Não sou um apaixonado por gatos. Fiquei com medo que o gato pudesse ficar com algum remorso e querer me atacar pelas porradas que tinha lhe dado. Para me proteger da missão peguei a vassoura-amiga para ir atrás do lindo gato do vizinho. Entrei no quarto. Devagar, bem devagar, olhei para todos os cantos, com o cabo da vassoura levantei o lençol e... nada. O gato não estava ali. Fui para o banheiro. Lugar pequeno, não teria como um gato se esconder ou fazer qualquer coisa ali. Mas estava sim um gato, porém outro. No box! Um gato cinza-branco-sujo-meio-perebento. Parado me olhando. Gritei: "Madame Gwen tem um gato cinza aqui no banheiro!" Ela respondeu dizendo que aquele gato era dela. Bom, então não era este que eu teria que espantar. Fui para a sala. Lá encontrei outros três gatos. Agora cada um com uma cor diferente, mas mantendo o tom de branco e cinza sujo. Eram gatos feios.

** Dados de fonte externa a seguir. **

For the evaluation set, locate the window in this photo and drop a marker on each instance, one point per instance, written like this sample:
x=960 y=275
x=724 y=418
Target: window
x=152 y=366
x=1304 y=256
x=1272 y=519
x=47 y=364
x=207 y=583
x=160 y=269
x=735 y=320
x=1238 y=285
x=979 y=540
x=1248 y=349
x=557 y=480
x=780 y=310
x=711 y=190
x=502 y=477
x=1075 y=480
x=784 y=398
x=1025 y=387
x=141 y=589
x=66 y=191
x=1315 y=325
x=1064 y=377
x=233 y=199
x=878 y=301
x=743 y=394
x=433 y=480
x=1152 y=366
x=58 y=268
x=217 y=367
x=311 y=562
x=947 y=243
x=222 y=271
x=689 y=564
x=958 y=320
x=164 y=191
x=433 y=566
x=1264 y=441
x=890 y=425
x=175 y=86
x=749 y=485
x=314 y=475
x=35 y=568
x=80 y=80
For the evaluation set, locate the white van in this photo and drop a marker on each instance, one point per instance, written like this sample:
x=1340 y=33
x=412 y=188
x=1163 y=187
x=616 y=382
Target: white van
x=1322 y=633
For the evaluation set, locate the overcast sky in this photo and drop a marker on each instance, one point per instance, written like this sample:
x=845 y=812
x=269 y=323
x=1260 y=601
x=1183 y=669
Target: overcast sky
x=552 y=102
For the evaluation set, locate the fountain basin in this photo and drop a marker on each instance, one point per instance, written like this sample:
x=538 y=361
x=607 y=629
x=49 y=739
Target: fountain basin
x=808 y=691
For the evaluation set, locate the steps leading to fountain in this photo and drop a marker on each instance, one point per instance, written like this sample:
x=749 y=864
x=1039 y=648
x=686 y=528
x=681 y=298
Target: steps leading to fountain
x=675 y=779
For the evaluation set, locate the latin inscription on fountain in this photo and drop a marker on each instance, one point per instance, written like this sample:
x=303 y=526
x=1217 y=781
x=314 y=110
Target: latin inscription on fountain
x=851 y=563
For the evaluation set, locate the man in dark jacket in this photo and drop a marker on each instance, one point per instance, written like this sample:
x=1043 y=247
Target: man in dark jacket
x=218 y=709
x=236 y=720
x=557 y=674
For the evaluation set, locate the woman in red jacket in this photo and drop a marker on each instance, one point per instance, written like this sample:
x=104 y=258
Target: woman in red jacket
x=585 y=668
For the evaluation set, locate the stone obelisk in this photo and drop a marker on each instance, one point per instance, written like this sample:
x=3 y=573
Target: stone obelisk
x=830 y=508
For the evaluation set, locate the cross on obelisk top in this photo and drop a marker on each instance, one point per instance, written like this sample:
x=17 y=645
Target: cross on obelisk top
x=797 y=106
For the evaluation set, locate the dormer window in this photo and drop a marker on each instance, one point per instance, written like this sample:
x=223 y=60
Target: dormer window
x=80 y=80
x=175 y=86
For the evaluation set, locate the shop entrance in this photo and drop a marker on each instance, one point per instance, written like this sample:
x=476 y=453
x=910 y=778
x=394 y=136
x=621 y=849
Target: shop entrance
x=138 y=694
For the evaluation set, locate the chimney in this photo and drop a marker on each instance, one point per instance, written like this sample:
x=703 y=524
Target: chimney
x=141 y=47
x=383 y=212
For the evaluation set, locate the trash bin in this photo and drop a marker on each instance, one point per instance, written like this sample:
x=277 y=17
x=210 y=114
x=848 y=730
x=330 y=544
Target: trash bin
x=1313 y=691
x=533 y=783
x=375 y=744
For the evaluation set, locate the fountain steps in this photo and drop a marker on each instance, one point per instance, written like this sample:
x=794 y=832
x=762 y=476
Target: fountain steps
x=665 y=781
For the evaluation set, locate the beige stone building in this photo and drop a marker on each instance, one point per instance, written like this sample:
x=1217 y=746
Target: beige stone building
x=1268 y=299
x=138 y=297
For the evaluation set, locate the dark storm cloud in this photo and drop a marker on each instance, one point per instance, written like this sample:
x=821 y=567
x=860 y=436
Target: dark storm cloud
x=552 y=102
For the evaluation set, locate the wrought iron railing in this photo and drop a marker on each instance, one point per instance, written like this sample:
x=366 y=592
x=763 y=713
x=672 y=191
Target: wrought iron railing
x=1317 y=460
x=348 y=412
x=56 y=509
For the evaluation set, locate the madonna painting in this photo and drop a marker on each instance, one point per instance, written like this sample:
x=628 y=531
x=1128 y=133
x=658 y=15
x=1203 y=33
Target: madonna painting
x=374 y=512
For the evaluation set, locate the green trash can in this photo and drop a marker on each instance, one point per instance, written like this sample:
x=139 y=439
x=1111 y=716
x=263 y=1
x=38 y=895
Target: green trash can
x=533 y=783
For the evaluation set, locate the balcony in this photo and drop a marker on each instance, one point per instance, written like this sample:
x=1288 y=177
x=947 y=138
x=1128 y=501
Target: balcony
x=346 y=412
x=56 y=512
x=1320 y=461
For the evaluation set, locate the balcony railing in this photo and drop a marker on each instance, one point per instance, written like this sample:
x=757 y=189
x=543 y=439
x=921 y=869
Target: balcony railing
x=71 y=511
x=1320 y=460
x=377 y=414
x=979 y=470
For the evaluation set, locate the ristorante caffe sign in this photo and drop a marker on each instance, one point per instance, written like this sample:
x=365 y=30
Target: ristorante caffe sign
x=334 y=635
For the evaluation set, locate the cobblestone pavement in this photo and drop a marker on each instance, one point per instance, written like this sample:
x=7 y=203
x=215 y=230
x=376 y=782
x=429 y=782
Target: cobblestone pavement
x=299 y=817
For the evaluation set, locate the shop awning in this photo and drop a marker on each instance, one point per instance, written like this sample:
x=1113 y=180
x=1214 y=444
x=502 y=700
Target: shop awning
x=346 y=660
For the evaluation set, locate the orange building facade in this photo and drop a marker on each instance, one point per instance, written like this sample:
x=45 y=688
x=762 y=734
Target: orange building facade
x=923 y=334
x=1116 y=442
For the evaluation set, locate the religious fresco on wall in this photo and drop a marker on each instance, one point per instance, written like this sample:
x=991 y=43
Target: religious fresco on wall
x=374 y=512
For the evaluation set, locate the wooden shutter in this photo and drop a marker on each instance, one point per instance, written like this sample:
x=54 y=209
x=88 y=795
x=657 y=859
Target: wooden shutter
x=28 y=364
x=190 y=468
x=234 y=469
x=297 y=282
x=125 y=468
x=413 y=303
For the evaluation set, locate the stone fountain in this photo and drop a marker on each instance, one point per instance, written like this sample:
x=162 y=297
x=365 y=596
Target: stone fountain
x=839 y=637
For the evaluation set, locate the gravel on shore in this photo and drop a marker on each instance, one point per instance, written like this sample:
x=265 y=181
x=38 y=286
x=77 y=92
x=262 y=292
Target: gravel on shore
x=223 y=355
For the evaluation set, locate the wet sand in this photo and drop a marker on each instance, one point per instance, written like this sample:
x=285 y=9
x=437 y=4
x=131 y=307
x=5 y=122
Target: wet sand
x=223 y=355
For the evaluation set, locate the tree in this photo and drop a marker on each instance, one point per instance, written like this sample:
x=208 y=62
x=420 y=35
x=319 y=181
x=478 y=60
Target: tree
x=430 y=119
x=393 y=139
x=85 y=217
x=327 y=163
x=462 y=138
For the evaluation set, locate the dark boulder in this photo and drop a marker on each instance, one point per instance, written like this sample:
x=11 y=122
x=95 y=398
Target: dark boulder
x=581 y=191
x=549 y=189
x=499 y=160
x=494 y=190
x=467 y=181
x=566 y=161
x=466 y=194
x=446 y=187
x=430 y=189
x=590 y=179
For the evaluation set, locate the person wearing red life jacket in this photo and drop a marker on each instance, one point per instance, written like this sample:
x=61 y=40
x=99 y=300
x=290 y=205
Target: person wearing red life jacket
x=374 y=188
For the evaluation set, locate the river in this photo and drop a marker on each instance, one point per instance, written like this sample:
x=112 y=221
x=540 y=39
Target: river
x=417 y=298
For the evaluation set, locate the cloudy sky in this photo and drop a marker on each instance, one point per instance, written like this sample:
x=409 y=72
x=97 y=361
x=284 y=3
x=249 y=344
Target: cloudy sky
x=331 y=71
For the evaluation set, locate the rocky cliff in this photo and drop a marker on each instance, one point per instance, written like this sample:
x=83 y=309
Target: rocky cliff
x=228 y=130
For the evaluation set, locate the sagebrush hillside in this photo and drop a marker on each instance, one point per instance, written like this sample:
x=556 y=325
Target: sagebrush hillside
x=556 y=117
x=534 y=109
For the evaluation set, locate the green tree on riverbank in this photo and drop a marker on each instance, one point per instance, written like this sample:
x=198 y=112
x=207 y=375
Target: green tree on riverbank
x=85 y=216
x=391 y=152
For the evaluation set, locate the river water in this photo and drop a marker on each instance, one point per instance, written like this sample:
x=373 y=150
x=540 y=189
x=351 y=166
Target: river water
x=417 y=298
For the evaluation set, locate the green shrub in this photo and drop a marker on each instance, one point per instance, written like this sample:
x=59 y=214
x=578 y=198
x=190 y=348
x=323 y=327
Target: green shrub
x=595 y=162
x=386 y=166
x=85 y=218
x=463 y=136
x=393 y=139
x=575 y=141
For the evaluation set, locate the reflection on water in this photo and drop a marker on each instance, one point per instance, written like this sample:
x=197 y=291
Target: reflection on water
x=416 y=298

- Madame Gwen! Tem mais três gatos aqui na sala. Nenhum deles é o laranja do vizinho!
- São meus também!
Surpreso pela resposta lancei uma pergunta:
- Afinal, quantos gatos a senhora possui?
- 14!
No que foi dada a informação de Madame Gwen, os outros 11 gatos apareceram na sala. Todos os 14 estavam lá, todos branco-cinza-sujos e feios. Andando em minha volta. Dois fizeram carinho em minhas pernas. Eu me espantei com tantos gatos ao mesmo tempo. Andando em minha volta. Começaram a fazer carinho em mim. Alguns mais ousados queriam subir em mim. Arranhavam a minha perna. Miavam. Fiquei mudo de medo. Imóvel pela surrealidade da situação. Os gatos começavam a subir pelas minhas pernas. Então comecei a bater nos gatos tentando me livrar deles. Quando jogava um gato ao longe de mim, um outro me arranhava o braço, ou a barriga, ou pulava em meu rosto. Era um ataque de 14 gatos que  ronronavam sem parar. 
Em meio aquele desespero que crescia, olhei para a janela da sala e vi aquele lindo gato alaranjado-dourado na janela, mas pelo lado de fora. Me olhava. Não aparentava expressão alguma.